# Lighting Options - 25g Cube!



## Jdinh04 (Oct 7, 2004)

Before I go all out and waste money when I don't have to, I would like to hear some advices and opinions on lighting choices. As you can see, I am going to be setting up a 25g cube, the dimensions are 18"x18"x18" which is a 50g breeder sliced in half! I am in no rush to set up this tank, so the setup will take a while until I get everything sorted out.

Here is the lighting option that I had in mind;

2x 36watt AH Supply Bright Kit - $62.99
1x 36watt 6,700k Bulb - $15.99
1x 36watt 10,000k Bulb - $16.99

This fixture will give me a total of 72 watts, thus 2.88 watts per gallon. 

I don't want to spend too much money on this setup, so any resources to good deals would be appreciated. Also please list any other lighting options that you might think would do well on this tank.

Thanks for looking!


----------



## dennis (Mar 1, 2004)

Personally I would go with a 20" Coralife or Current 2x36/40 watt fixture. The price will be the same in the end and you won't have to custom make a hood. AH Supply are very good and generally I would recommend them, but this time.... I don't know.

A 70 or 150watt HQI setup would be perfect also. There are some great threads in the DIY section for DIY a MH setup for about $100, IIRC. Also in your budget. If your really into DIY and really on a budget, a $15 shipped Advance Centium ballast with power up to 2x55watt PC or T5HO and a white painted hood would probably still be sufficient, or you could splurge and but the AH reflector and look for deals on the endcaps and wire...

Good luck.


----------



## hoppycalif (Apr 7, 2005)

With an 18" cube tank I would be very inclined to get a pendant MH light. It is always a problem to work inside the tank without a light being on. If you have a canopy light you almost have to remove it to work inside the tank, leaving you working in relative dark. With a pendant, at worst you just have to raise it more for access, but leaving excellent lighting for working in the tank. A simple thing like cleaning the inside of the glass gets to be nearly impossible to do thoroughly without a light on, and planting is much easier with light. Another reason for using the pendant is the ease of reducing the light intensity by simply raising it.
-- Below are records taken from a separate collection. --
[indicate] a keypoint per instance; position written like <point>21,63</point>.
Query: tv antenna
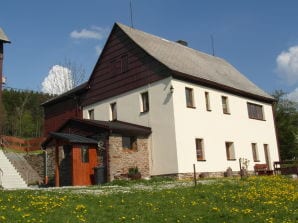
<point>212,45</point>
<point>131,18</point>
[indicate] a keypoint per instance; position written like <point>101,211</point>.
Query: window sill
<point>257,119</point>
<point>144,112</point>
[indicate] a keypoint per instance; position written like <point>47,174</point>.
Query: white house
<point>201,110</point>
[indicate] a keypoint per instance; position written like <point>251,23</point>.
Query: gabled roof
<point>192,63</point>
<point>3,37</point>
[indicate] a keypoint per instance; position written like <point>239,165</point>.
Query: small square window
<point>189,98</point>
<point>113,107</point>
<point>255,111</point>
<point>230,151</point>
<point>145,102</point>
<point>225,105</point>
<point>129,142</point>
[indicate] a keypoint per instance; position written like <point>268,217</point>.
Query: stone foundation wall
<point>36,161</point>
<point>120,160</point>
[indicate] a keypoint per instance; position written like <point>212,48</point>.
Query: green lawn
<point>255,199</point>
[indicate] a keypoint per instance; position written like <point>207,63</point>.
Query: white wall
<point>215,128</point>
<point>160,118</point>
<point>171,139</point>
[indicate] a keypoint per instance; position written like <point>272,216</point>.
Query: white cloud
<point>287,65</point>
<point>94,32</point>
<point>293,96</point>
<point>58,80</point>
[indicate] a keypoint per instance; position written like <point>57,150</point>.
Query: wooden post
<point>240,168</point>
<point>57,172</point>
<point>194,174</point>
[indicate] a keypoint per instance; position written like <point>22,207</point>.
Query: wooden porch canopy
<point>84,131</point>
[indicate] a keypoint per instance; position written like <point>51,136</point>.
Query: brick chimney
<point>3,39</point>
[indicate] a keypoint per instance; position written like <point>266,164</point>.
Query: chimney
<point>182,42</point>
<point>3,39</point>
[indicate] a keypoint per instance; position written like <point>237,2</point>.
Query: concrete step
<point>10,178</point>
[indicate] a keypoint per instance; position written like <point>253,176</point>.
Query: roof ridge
<point>189,61</point>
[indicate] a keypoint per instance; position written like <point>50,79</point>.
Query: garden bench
<point>285,167</point>
<point>262,169</point>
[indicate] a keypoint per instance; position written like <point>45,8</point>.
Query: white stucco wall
<point>215,128</point>
<point>175,127</point>
<point>160,118</point>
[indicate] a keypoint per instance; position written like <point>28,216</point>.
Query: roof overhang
<point>83,131</point>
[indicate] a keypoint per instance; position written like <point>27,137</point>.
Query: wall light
<point>171,89</point>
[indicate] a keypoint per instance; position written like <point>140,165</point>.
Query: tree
<point>62,78</point>
<point>286,117</point>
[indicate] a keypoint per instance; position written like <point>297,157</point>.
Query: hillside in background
<point>23,115</point>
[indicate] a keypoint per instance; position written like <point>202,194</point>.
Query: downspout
<point>46,178</point>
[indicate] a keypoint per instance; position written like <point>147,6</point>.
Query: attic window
<point>124,63</point>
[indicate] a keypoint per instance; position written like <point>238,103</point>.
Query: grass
<point>255,199</point>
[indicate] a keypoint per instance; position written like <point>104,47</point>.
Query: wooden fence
<point>24,145</point>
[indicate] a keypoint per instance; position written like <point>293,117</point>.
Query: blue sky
<point>260,38</point>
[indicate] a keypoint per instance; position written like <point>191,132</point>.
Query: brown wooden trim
<point>276,130</point>
<point>57,171</point>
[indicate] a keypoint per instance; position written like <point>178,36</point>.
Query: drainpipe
<point>46,179</point>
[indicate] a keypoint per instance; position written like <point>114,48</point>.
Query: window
<point>113,107</point>
<point>189,98</point>
<point>145,102</point>
<point>207,101</point>
<point>200,150</point>
<point>129,142</point>
<point>225,105</point>
<point>230,151</point>
<point>255,111</point>
<point>85,154</point>
<point>124,63</point>
<point>255,153</point>
<point>91,114</point>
I now use 72 watts of light for a 45 gallon tank vs. the 110 watts I used to use. I can't see any difference in the tank except that growth seems a bit slower. We really don't need as much light as most of us wanted when we started our tanks.


----------



## eklikewhoa (Jul 24, 2006)

70w MH Viper clamp on fixture......on sale at drsfostersmith.com


----------



## Jdinh04 (Oct 7, 2004)

I have thought about it, and I think that in the long run the 2x 36watt Bright Kit would be best for me. I am also thinking about having a stand and canopy made for this tank as well. 

Thank you guys for all the suggestions and hopefully I can get this tank set up as soon as possible.


----------



## Jdinh04 (Oct 7, 2004)

I'm back at this again! Decided that i'm not too sure about the AH Supply Bright kit. After reading through some of the posts, i'm leaving towards a pendant. 

Any specific brands out there that I may want to take a look at?


----------